弦を伝わる波の速さの式 v=√(S/p) をわかりやすく解説|平方根の変形で混乱しないコツ

物理学

物理で弦を伝わる波の速さを学ぶとき、よく登場するのが

v=√(S/p)

という式です。

ここで、vは波の速さ、Sは張力、pは線密度を表しています。

この式を変形するとき、「張力の平方根って何?」「√S=v√pになるの?」と混乱する人はかなり多いです。

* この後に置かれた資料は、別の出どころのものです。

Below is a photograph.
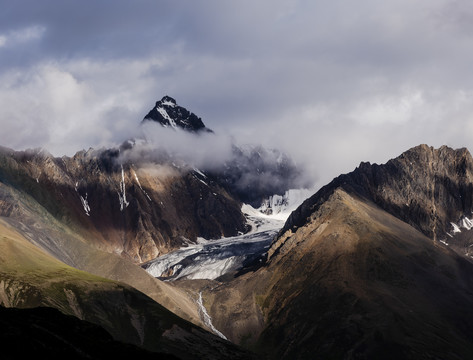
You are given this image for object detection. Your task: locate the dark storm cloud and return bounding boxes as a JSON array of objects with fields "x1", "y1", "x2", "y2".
[{"x1": 0, "y1": 0, "x2": 473, "y2": 190}]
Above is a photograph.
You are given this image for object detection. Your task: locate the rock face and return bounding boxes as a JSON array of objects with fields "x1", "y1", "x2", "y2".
[
  {"x1": 204, "y1": 145, "x2": 473, "y2": 359},
  {"x1": 0, "y1": 144, "x2": 246, "y2": 263},
  {"x1": 143, "y1": 96, "x2": 213, "y2": 133},
  {"x1": 0, "y1": 219, "x2": 251, "y2": 360},
  {"x1": 282, "y1": 145, "x2": 473, "y2": 256}
]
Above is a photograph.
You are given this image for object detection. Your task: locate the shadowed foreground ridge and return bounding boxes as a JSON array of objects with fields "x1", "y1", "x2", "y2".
[{"x1": 0, "y1": 306, "x2": 179, "y2": 360}]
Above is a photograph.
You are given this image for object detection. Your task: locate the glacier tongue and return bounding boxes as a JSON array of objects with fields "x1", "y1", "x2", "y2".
[{"x1": 143, "y1": 190, "x2": 311, "y2": 280}]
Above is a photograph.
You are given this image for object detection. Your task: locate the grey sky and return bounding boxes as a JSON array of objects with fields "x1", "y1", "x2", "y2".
[{"x1": 0, "y1": 0, "x2": 473, "y2": 190}]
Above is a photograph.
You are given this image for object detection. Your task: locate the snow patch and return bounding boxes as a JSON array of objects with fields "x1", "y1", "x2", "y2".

この記事では、高校数学・高校物理レベルで、この式変形を丁寧に整理していきます。

まず平方根の基本を確認する

平方根とは、「2乗したら元に戻る数」のことです。

例えば、

  • √9=3
  • √16=4
  • √25=5

となります。

つまり、√Sというのは、「2乗するとSになる数」という意味です。

張力Sそのものに特別な意味があるわけではなく、普通の数字として平方根を取っているだけです。

v=√(S/p) の式を変形してみる

では、

v=√(S/p)

を変形してみます。

平方根には、

√(a/b)=√a/√b

という性質があります。

そのため、

v=√S/√p

と書けます。

ここで両辺に√pを掛けると、

v√p=√S

になります。

つまり質問にある、

√S=v√p

という変形は正しいです。

なぜそう変形できるのか

これは普通の文字式と同じ考え方です。

例えば、

x=a/b

なら両辺にbを掛けて、

xb=a

になります。

今回も同じで、

v=√S/√p

に対して両辺に√pを掛けているだけです。

特別な操作ではありません。

物理的には何を意味しているのか

この式には、弦の振動の特徴が表れています。

増えるとどうなる?
張力S 波の速さvが大きくなる
線密度p 波の速さvが小さくなる

つまり、弦を強く張るほど波は速く伝わります。

逆に、重い弦ほど波は伝わりにくくなります。

ギターの弦を強く張ると音が変わるのも、この性質と関係しています。

「平方根がつく」と難しく感じる理由

高校物理では、文字が多い式に平方根が付くと急に難しく見えます。

しかし実際には、数学的には普通の数と同じです。

例えば、

√x×√x=x

や、

(√x)^2=x

など、基本ルールを使っているだけです。

物理だから特別な平方根になるわけではありません。

よくあるミス

この単元では、次のようなミスが多いです。

  • √(S/p)=√S/p としてしまう
  • √S+√p=√(S+p) としてしまう
  • 両辺に掛ける操作を忘れる

特に、

√(a+b)≠√a+√b

は非常に重要です。

平方根の計算ルールは丁寧に確認しておくと安心です。

具体例で確認する

例えば、

S=100

p=4

なら、

v=√(100/4)

=√25

=5

となります。

また、

√S=√100=10

v√p=5×√4=5×2=10

となり、

√S=v√p

がちゃんと成立していることが確認できます。

まとめ

弦を伝わる波の速さの式 v=√(S/p) は、平方根の基本ルールを使えば普通に変形できます。√(S/p)=√S/√p とできるので、両辺に√pを掛ければ √S=v√p となります。つまり質問の変形は正しいです。平方根が入ると難しく見えますが、実際には高校数学の基本計算をそのまま使っているだけです。まずは「平方根も普通の文字と同じように扱える」という感覚を持つと、物理の式変形がかなり楽になります。